While it is true that some people successfully find good, lasting relationships on online dating sites, it is also true that many end up frustrated and disappointed.
Rochelle, a Match.com user from Irvine, Calif., says she has found a troubling pattern with the men she has met online: they aren't telling the truth, she says.
“I've noticed that a lot of men are lying about their age,” Rochelle writes in a ConsumerAffairs post. “I set my age limit at 45 and about a quarter of the men contacting me are no way even close to 45. Try 55-65! Also, a lot of men use very old pics. Sorry, but any picture older than 2-3 years is irrelevant.”
Disconnect
Researchers at the University of Iowa (UI) think Rochelle might unknowingly be onto something. Not that people are dishonest when they use an online dating site but there's a disconnect -- what they say doesn't really match what they truly want.
Kang Zhao, assistant professor of management sciences in UI's College of Business, and UI doctoral student Xi Wang are part of a team that has developed an algorithm for dating sites that uses a person's contact history to recommend partners with whom they may be more romantically compatible.
Netflix model
It's similar to the model Netflix uses to recommend movies users might like by tracking their viewing history. For example, you might not pick a particular movie to watch but Nexflix, analyzing the movies you've watched in the past, says “hey, you might like this one.” In a way, it's putting the computer in computer dating.
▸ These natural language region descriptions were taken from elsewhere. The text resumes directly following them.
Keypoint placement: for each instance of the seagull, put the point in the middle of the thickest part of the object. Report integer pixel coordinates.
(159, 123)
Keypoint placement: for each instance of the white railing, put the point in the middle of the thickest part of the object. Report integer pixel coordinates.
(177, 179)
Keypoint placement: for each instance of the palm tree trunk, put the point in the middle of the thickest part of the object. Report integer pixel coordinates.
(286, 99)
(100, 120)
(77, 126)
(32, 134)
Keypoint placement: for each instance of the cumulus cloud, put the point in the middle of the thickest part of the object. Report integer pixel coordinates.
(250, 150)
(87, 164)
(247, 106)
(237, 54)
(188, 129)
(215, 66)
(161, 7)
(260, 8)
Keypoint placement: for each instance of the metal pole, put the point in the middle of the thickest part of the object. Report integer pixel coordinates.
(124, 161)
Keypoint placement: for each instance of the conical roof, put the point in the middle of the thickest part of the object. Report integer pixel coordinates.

Dating sites are taking notice. Zhao says he's had preliminary discussions with two dating services who have expressed interest in learning more about the model. Since it doesn't rely on profile information, Zhao says it can also be used by other online services that match people, such as a job recruiting or college admissions.
The system was developed with the help of a popular commercial online dating company whose identity is being kept confidential. The research team looked at 475,000 initial contacts involving 47,000 users in two U.S. cities over a 196-day span. Of the users, 28,000 were men and 19,000 were women, and men made 80 percent of the initial contacts.
The data showed that just 25% of those initial contacts were actually reciprocated. To improve that results, Zhao's team developed a model combining two factors to recommend contacts: a client's tastes, determined by the types of people the client has contacted; and attractiveness/unattractiveness, determined by how many of those contacts are returned and how many are not.
Better predictor
Zhao believes those two factors, taste and attractiveness, do a better job of predicting successful connections than relying on information that clients enter into their profile, because what people put in their profile may not always be what they're really interested in. And from Rochelle's observation, they could also be intentionally misleading.
Zhao goes a step further, suggesting the average user of an online dating site might not really know themselves well enough to know their own tastes in the opposite sex. A man who says on his profile that he likes tall women may in fact be approaching mostly short women, even though the dating website will continue to recommend tall women.
"Your actions reflect your taste and attractiveness in a way that could be more accurate than what you include in your profile," Zhao says.
Another way of saying, actions speak louder than words. Zhao says that eventually, the algorithm will notice that while a client says he likes tall women, he keeps asking out short women, and will change its recommendations to start suggesting that he contact short women.
If it works for movies, it should work for dates, Zhao says.